How to implement embeddings in Flux that aren't tragically slow?

I have recently started learning Julia and Flux for machine learning. I am trying to implement word2vec as a starting point, but the gradient calculations slow down dramatically with larger vocabulary sizes.
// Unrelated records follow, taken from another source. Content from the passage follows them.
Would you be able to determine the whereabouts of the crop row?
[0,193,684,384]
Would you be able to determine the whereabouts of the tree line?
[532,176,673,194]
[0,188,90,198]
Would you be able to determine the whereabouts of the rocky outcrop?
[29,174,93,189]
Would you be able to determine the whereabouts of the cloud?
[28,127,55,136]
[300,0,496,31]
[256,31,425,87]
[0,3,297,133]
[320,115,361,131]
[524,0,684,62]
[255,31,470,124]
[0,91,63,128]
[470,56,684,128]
With negative sampling, each iteration should be independent of the vocabulary size.

I use two custom layers:

struct Embedding
    W::Array{Float32,2}
end
Embedding(vocab_size::Integer, embedding_size::Integer) = Embedding(randn(vocab_size, embedding_size))
@functor Embedding
(m::Embedding)(x::Integer) = @view m.W[x, :]

struct DotProduct
    fᵤ::Embedding
    fᵥ::Embedding
end
@functor DotProduct
(m::DotProduct)(x::Tuple{Integer,Integer}) = m.fᵤ(x[1]) ⋅ m.fᵥ(x[2])
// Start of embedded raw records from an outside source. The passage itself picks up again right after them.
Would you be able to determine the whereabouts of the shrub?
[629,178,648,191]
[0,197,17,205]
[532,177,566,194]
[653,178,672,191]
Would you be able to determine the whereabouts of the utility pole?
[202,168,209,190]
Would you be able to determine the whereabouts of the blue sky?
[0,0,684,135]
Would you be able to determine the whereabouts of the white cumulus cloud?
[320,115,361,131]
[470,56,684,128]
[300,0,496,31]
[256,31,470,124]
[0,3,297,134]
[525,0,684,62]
And then compose the model and loss function

encodder = Embedding(vocab_length, embedding_size)
decodder = Embedding(vocab_length, embedding_size)
model = DotProduct(encodder, decodder)

model_zip(x::Integer, y::Integer) = model((x, y))
loss(target_word_index, context_word_index, negative_sample_word_indices) = (
    - sum(log.(sigmoid.(model_zip.(target_word_index, context_word_index))))
    - sum(log.(sigmoid.(-model_zip.(target_word_index, negative_sample_word_indices))))
)

Calculating the loss is fast, but the gradient is slow. Breaking down the model to test each part and timing with different model sizes, I have found that it is the Embedding layer for large vocabularies that are the slow part.

I would guess that this is because gradients are being calculated for 2 * vocab size * embedding size parameters, instead of just the rows used in the loss function. In a way, negating the speed-up of negative sampling.

I tried to give Flux a hint by specifying the relevant parameters to calculate gradients for:

@time begin
    for idx in 1:50
        target_idx = rand(1:vocab_length)
        context_idx = rand(1:vocab_length, 16)
        neg_idx = rand(1:vocab_length, 16, 15)
        
        e1_relevant_params = e1_params[idx, :]
        e2_relevant_params = e2_params[[unique(neg_idx); unique(context_idx)], :]
        ps = params(e1_relevant_params, e2_relevant_params)
        
        gs = gradient(ps) do
            l = loss(target_idx, context_idx, neg_idx)
        end
        update!(opt, ps, gs)
    end
end

But no luck.
The above code with embedding = 300
vocab = 10,000 : 91.587846 seconds (15.64 M allocations: 573.023 GiB, 10.84% gc time)
vocab = 1,000 : 8.610751 seconds (2.27 M allocations: 57.374 GiB, 13.34% gc time)

So, am I doing something silly? Is this something that can be solved with Flux or would I have to implement the gradients manually to only complete targetted calculations?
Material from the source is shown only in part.